Carpignano e La Ciambra
Un territorio complicato, quello di Gioia Tauro, che nel giro di 13 anni Carpignano ha trasformato in un set a cielo aperto. Mettendo in scena, letteralmente, tutto ciò che trovava: un magazzino agricolo come teatro di posa, una sala slot come centro di raduno per le comparse, la foce del fiume Budello come location per lo sbarco dei migranti in Mediterranea, girato in spiaggia montando le luci sull’ecomostro in cemento. Davanti alla scuola elementare c’è il centro operativo della Stayblack: riunioni di sceneggiatura al bar, accanto alla Kebabberia Nonna Angela (riuscito esperimento di sincretismo gastronomico). Tutto è set: la paninoteca, la panetteria, la scalinata dell’ufficio postale. Problemi a Gioia Tauro, nessuno. Ma fuori dal paese, un giorno, la troupe è stata presa a bottigliate perché “noi siamo quelli che se la fanno con i neri “riassume Nicola Oliva, produttore esecutivo di tre film di Carpignano e di Basileia.
La Ciambra, il ghetto rom nella periferia di Gioia Tauro, è stato protagonista dell’omonimo film di Carpignano, interpretato dagli abitanti del quartiere. Concluse le riprese la loro vita è tornata ai margini della legalità, seppure con un miglioramento: l’istituzione di uno scuolabus per garantire il servizio scolastico ai minori.
Proprio il rapporto di Carpignano con la Ciambra è stato uno dei fattori alla base della nascita del Gioia Tauro Film Festival, la rassegna organizzata tra il 2015 e il 2019 nella parte antica del paese.
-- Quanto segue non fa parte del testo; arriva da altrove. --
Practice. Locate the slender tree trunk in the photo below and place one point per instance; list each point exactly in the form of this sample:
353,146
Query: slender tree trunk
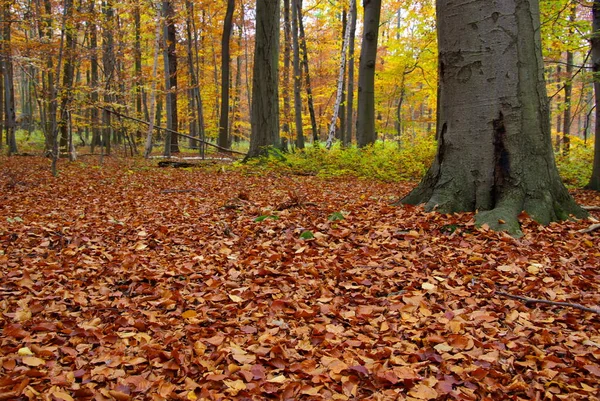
365,127
2,109
568,89
170,62
224,137
68,78
193,65
340,85
108,62
285,90
95,116
595,42
137,54
494,144
56,91
297,76
152,108
311,106
350,101
235,114
341,132
8,77
265,81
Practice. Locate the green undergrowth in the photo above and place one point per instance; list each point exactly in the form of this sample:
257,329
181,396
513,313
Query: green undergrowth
576,168
381,161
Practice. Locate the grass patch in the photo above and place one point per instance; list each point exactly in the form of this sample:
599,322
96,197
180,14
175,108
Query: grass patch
381,161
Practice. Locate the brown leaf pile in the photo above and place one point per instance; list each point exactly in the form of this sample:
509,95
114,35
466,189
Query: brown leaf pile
117,283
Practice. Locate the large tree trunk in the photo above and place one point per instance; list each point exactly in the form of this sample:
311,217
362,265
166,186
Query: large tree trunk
224,137
365,125
494,145
264,119
595,41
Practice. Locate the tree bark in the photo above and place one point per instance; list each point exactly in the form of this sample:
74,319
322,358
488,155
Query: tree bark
595,43
494,145
8,77
152,107
350,100
311,106
340,85
264,120
224,137
108,61
137,55
567,120
297,76
285,88
68,78
95,117
170,62
365,126
193,65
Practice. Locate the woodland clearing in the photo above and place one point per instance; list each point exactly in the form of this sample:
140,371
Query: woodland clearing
128,281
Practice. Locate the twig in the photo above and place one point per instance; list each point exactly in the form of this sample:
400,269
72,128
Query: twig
125,116
591,228
178,191
528,300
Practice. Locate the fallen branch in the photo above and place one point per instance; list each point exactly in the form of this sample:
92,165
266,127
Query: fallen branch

L’anima del progetto è il presidente dell’associazione Gioia 3.0 Maurizio Galluccio, che di mestiere monta reti a metano ma dal 2012 si adopera per portare il cinema in città. Ha cominciato proiettando film per strada, su un lenzuolo. L’ingresso nel progetto di Carpignano ha cambiato tutto: “Un giorno vedo Jonas, questo ragazzo con i dread e le infradito che saluta tutti e se ne va in giro con gli zingari della Ciambra. E penso: mi piace”.
Il Gioia Tauro Film Festival e la nascita del movimento
Dalla collaborazione fra i due nasce la rassegna: 300 sedie prestate dal comune, le luci dei lampioni svitate a mano, il tappeto rosso comprato dai cinesi, le candele in strada, fiumi di gazosa al caffè serviti al bar all’angolo (i proprietari sono gli zii di Swamy Ruotolo, attrice in A Chiara). In platea: gente del posto, gente del cinema (Alice Rohrwacher ha girato qui il suo film d’esordio, Corpo Celeste), vecchie conoscenze di Carpignano (i registi Benh Zeitlin, candidato all’Oscar per Re della terra selvaggia, e Crystal Moselle, regista della serie HBO Betty) e una delegazione nutrita dei rom della Ciambra.
“Mi hanno consigliato di scrivere un manifesto, una cosa alla Dogma (Dogma 95, il movimento creato dai danesi Lars von Trier e Thomas Vinterberg, ndr). Ma annunciare la nascita di un movimento mi sembra una forzatura. Sarà la storia a dire se, con questo lavoro, abbiamo fatto qualcosa di buono. Nel Mediterraneo oggi si muovono tante realtà diverse e non ho la presunzione di definirle “movimento”. Quello che noto è una tendenza comune a coinvolgere le persone e le risorse sul territorio. Linguaggi diversi, metodologia simile”.